If This Wood Could Speak: The History in Building Traders Point Creamery
Sep 28, 2012 04:58PM
By Gail Alden
Reusing discarded items tends to call to mind milk bottle flower vases or old rubber tire swings but sometimes repurposing used materials looks a lot bigger. For Dr. Fritz Kunz and Jane Elder Kunz it looks like sixty foot wooden timbers and over 100 years of history.
The Kunz’s are the owners of Traders Point Creamery, an organic dairy farm and artisan creamery located in Zionsville, Indiana. Amidst the rolling hills of the 100 acre farm rest four antique barns, each of them with stories as unique as the wood grains in their hand-hewn timbers. Though their current use may be quite different from its original purpose during the 19th century, their structures remain faithful to their original appearance, having been carefully transported and meticulously reconstructed under the guidance of Amos Schwartz, a master craftsman from Berne, IN, who specializes in antique barn reconstruction.
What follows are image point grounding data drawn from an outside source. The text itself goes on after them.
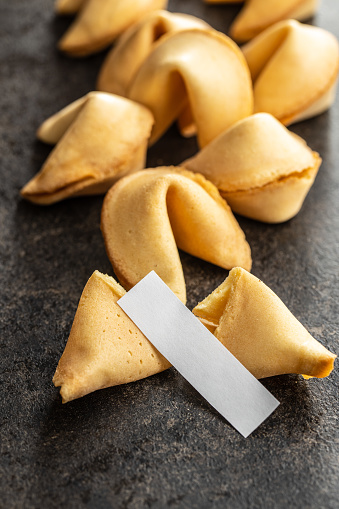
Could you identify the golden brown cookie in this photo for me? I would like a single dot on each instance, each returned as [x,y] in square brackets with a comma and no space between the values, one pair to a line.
[100,138]
[257,15]
[100,22]
[132,48]
[104,348]
[262,170]
[145,217]
[294,69]
[179,73]
[258,329]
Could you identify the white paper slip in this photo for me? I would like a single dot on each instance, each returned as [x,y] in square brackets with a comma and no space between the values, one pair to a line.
[200,358]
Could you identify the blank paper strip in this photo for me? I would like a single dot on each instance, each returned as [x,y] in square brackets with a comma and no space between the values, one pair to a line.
[200,358]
The first barn to be brought to the property was a former stallion barn with beautiful sixty foot cherry timbers; it is now used as the farm’s equipment barn, with a long rocking-chair porch that overlooks the farm pond.
The Kunz’s also secured two “sister” barns from a property in Geneva, Indiana, that date to the 1870s. One, originally a pig sty, was reworked into a tandem-style milking parlor. Here the farmers milk fifty to sixty Brown Swiss cows twice a day.
The third barn, known simply as the big Red Barn, is a German heritage-style bank barn, with two levels that allowed for animals to be kept below and for hay to be threshed and stored above. Today it has been repurposed into an exclusive event venue used for weddings, private parties, and other special events. In a modern twist on its historic dual purpose, the lower level houses the milking herd during the winter and the upper level offers a rustic space for unique gatherings under vaulted wooden ceilings. In addition, the farm’s weekly winter Green Market and annual Oktoberfest and Christmas on the Farm festivals allow thousands of community members to enjoy the Red Barn as well as the rest of the farm.
The busiest of the four antique barns houses the Loft Restaurant, the creamery’s cheese production, and the Farm Store that sells award-winning organic, 100% grassfed milks and yogurts. It is an 1860s structure from Bluffton, Indiana, near the Wabash River. The hand-hewn beams recall the days before sawmills, when even the wooden pegs were carved by hand. When the dismantled barn came to Traders Point Creamery, the Kunz’s relied on Jim Kienle, a historic preservation architect, to fit its rotation and placement to the natural shape of the land; Kienle was integral to the design and reconstruction of all the barns on the property. By organically melding the structure and the landscape, Kienle and the Kunz’s were able to mimic the harmonious relationship between the natural and human worlds that the farm seeks to sustain. This same vision for holistic integration inspired the creation of the Loft Restaurant, an on-site farm-to-table restaurant. The barn setting lends both elegance and authenticity to complement the seasonal organic food and artisan homemade ice cream treats from the dairy bar. Guests enjoy the soaring ceiling timbers and the view of the creamery’s cheese cave while dining in a space shared with all those Hoosiers who have used the barn for more than a century.
Why go to such great lengths of effort and expense to populate a farm with antique barns, one might wonder? Repurposing barns is one piece of their total vision for environmental and health consciousness. It is the same reason why they use organic farming methods, feed their cows solely on grass, and package all their dairy products in glass. For the Kunz’s, it is also a matter of choosing what is timeless over what is merely temporary, choosing what is grounded in a real place rather than what could be found on land anywhere in the country, and choosing what preserves the “work of mankind” to unite it with the work of nature. In the process they are proving that repurposing can be sustainable and beautiful at any size.